An aide to Sen. Sean Nienow, author of a  number of health reform accountability bills, said that even if those bills don’t get a committee hearing before the deadline that doesn’t mean they are dead.  It means that there could be plans to submit bills through the Rules Committee or even have them included in the Omnibus bill.

Adding a bit to the confusing state of legislation is the continuing push by Gov. Dayton to add his pieces into any healthcare reform this year. Those pieces include, but are not limited to, competitive bidding by HMOs for the right to service state funded healthcare programs and limiting the profitability by HMOs to a 1% maximum limit every year.  Both of those moves, although laudable, offer substantial wiggle room for the HMOs who currently provide insurance for all of the state funded programs.  The wiggle room comes in the form of non-standardized accounting practices that the HMOs are allowed to offer up as proof of their own accountability.  These self-funded and self-reported audits are done by  agencies hired by the HMOs, not by external sources.  The reporting requirements are uniquely determined, in large part, by the HMOs themselves, giving strong reason to question the overall accountability for the $3 billion tax dollars funneled into these companies each biennium.

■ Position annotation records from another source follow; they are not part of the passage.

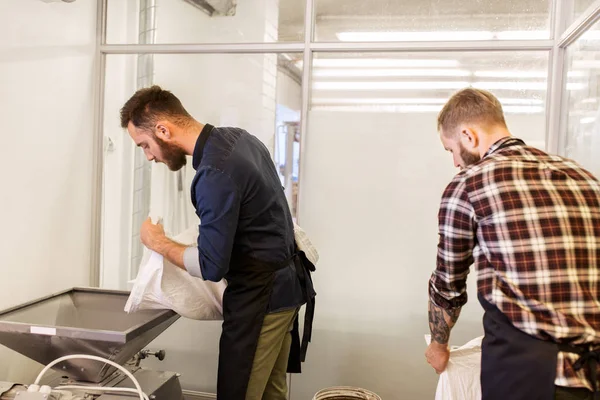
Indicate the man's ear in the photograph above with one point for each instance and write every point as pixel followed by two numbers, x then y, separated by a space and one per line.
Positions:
pixel 469 137
pixel 162 131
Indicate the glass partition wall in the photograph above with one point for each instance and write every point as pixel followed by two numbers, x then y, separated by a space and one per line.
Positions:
pixel 344 93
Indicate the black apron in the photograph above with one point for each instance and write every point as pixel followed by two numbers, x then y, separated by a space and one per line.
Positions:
pixel 245 304
pixel 515 365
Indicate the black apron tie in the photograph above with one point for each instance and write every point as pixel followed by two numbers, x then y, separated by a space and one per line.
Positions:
pixel 245 304
pixel 588 356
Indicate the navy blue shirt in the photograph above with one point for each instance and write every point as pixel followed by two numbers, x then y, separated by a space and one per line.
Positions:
pixel 243 210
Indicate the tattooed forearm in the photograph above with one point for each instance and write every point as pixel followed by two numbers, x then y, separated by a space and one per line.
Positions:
pixel 441 321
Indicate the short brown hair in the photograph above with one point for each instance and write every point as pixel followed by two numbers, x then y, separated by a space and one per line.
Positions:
pixel 470 105
pixel 149 104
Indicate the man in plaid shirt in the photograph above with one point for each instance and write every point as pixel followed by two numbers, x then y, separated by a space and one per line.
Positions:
pixel 530 223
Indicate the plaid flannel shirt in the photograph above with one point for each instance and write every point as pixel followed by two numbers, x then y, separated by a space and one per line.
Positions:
pixel 530 223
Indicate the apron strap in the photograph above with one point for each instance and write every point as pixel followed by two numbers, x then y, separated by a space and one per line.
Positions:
pixel 589 357
pixel 303 269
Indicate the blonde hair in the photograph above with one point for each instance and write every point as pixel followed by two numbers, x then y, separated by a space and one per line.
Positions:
pixel 470 105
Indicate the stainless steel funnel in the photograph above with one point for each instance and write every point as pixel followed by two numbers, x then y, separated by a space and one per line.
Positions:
pixel 81 321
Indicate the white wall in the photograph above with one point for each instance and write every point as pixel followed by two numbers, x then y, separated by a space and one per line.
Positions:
pixel 46 77
pixel 369 199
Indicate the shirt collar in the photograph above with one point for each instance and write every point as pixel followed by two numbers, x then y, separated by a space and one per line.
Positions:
pixel 199 148
pixel 502 143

At stake in all of the healthcare reform talk and/or actions,  are a couple of things:

First, there is the overriding issue of reforming an increasingly expensive and increasingly exclusive system whose cost seems to be running out of control.  More and more people are excluded from the current system every day, as costs continue to soar.  HMOs have taken to attributing those rising costs to the care providers themselves thereby deflecting any and all inferences that the HMOs themselves could have waste or unwarranted expenses.

Secondly, there is the political issue of who is being a “good watchdog” of  the tax dollars collected and spent on healthcare in Minnesota.  The tag of being labeled the “fiscally responsible” group is much coveted and seems to, in many cases, outstrip the concern for improving the accessibility and quality of the healthcare system.  The jockeying for achieving most-favored status, in the eyes of the MN electorate concerned about health reform, has turned into a real heavyweight bout.

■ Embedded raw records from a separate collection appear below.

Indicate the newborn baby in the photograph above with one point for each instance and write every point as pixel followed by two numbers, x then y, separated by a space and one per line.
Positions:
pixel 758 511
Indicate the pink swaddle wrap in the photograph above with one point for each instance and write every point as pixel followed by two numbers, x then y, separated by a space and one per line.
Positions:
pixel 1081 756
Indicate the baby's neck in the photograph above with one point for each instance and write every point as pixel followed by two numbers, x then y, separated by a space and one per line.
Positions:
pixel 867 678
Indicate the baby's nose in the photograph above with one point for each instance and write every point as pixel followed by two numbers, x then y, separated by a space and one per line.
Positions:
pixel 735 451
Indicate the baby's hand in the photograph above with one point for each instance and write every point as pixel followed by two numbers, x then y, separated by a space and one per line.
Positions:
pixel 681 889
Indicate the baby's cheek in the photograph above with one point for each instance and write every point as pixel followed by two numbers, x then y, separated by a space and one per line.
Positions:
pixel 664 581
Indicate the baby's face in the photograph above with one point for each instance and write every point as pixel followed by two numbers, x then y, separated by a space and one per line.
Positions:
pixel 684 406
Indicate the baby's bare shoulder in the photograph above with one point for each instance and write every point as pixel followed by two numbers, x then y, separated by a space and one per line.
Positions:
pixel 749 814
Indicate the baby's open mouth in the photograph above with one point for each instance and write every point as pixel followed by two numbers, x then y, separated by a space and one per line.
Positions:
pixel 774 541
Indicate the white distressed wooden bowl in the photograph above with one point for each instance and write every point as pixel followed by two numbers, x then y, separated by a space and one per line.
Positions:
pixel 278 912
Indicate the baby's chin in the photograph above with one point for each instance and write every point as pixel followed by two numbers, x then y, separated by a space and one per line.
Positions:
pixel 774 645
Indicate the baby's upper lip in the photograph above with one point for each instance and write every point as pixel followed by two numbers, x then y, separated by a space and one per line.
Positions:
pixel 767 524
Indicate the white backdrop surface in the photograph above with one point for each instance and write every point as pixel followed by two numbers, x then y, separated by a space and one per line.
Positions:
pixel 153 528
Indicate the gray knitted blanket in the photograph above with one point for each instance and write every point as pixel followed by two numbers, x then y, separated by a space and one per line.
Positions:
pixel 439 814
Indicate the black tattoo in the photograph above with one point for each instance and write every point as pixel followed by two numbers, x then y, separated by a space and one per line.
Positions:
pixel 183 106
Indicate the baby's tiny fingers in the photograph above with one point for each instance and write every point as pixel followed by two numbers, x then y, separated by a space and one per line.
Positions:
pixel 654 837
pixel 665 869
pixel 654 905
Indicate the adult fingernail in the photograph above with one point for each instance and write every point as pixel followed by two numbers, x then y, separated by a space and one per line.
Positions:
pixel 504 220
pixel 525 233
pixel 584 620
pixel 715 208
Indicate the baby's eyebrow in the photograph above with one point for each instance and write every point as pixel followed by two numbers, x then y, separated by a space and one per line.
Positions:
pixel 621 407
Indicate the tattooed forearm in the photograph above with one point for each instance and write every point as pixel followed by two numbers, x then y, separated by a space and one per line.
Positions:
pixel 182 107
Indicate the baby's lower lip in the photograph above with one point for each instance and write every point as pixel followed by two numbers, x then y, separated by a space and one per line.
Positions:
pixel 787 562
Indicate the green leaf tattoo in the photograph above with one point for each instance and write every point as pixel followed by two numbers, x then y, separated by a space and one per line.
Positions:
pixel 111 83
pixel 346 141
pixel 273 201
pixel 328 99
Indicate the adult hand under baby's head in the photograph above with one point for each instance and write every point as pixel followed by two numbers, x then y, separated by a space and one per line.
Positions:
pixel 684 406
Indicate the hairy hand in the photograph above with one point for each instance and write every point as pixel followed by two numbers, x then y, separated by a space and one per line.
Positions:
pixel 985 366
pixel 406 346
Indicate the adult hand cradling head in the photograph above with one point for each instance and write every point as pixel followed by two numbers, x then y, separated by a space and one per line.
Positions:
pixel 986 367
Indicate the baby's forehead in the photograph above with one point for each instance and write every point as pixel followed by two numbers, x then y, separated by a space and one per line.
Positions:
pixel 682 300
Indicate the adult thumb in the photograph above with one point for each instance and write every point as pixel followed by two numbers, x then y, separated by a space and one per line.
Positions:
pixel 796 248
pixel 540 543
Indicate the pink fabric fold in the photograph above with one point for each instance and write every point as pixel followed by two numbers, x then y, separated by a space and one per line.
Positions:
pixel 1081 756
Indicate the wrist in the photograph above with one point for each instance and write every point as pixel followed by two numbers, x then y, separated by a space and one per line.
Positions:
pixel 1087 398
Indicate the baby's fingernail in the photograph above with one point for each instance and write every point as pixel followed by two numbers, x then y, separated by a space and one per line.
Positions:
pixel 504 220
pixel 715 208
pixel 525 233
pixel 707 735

The HMOs, the MN legislature, the governor and the MN Council of Health Plans (the trade group representing all MN HMO providers) are all slugging it out  to protect their turf, their image and their (our) tax dollars.

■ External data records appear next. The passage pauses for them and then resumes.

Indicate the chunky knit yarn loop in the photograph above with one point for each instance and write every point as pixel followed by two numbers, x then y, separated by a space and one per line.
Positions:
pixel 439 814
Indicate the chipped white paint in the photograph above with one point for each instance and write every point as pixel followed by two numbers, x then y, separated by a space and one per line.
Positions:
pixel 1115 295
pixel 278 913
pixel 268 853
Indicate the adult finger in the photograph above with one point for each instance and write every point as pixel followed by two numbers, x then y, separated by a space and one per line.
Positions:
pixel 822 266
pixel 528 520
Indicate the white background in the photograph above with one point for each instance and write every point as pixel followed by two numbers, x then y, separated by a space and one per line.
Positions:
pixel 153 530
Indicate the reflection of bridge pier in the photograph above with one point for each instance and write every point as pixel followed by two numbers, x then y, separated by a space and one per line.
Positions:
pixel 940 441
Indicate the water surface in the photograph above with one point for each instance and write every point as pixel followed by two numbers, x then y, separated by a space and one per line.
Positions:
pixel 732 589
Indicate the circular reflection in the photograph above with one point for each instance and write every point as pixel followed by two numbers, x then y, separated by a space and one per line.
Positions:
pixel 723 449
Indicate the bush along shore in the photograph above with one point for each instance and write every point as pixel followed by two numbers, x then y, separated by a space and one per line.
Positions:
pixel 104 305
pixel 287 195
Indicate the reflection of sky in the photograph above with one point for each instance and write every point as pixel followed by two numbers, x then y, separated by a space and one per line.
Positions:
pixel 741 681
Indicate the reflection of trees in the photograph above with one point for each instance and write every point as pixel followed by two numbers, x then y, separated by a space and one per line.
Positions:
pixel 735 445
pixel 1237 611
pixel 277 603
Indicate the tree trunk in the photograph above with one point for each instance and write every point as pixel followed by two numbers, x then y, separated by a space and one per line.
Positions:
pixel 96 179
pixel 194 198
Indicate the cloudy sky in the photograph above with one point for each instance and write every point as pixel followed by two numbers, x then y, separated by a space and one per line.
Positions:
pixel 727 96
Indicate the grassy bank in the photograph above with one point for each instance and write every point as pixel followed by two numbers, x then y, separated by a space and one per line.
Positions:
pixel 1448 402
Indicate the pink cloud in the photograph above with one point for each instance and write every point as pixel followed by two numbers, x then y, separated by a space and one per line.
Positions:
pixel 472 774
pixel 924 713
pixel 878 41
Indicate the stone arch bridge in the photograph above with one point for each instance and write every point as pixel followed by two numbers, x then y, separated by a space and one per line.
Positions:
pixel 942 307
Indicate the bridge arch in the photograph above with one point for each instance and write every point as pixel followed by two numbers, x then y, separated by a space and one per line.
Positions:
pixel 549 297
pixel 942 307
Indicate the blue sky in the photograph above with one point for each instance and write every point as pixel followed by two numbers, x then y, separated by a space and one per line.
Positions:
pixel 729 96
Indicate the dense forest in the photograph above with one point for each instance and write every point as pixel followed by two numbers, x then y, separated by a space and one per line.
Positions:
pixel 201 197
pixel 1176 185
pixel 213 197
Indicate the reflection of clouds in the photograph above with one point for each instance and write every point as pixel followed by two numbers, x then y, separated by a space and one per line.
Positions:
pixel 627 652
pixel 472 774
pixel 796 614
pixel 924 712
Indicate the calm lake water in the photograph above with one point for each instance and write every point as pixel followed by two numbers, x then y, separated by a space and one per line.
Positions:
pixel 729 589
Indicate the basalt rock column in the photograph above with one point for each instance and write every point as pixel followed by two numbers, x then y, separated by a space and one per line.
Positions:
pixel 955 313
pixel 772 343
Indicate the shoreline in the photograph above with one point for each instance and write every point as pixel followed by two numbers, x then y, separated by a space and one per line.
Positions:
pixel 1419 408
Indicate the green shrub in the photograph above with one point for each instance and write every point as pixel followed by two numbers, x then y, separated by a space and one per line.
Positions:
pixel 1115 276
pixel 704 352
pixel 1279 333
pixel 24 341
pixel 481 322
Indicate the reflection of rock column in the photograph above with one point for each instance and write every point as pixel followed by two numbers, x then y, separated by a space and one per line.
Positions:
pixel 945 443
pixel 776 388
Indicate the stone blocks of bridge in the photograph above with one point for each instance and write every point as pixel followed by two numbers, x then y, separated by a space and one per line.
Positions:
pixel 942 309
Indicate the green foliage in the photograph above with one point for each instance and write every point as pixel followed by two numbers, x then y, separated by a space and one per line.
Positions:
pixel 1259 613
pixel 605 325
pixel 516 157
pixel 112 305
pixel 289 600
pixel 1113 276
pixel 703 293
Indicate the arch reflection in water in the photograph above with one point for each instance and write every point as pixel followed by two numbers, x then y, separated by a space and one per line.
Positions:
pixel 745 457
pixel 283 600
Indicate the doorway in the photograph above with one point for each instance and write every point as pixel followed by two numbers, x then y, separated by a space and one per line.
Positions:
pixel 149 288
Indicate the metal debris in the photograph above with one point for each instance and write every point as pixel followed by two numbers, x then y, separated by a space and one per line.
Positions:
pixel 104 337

Advocates allied and working together for healthcare reform like *GMHCC, **MUHCC and Take Action-MN, have all played a significant role in getting the debate going, aided in large part by the November 2010 firing of whistleblower Dr. David Feinwachs, the 30-year general counsel to the MN Hospital Association.  Feinwachs was terminated from his position after pressure was applied by the HMOs in Minnesota. They were upset with a video, produced by Feinwachs, which highlighted the lack of accountability for healthcare spending  of tax dollars in the state, which directly and indirectly  pointed out the culpability of the HMOs.

Seven County and GMHCC will be in St. Paul to work to make sure your tax dollars are spent wisely.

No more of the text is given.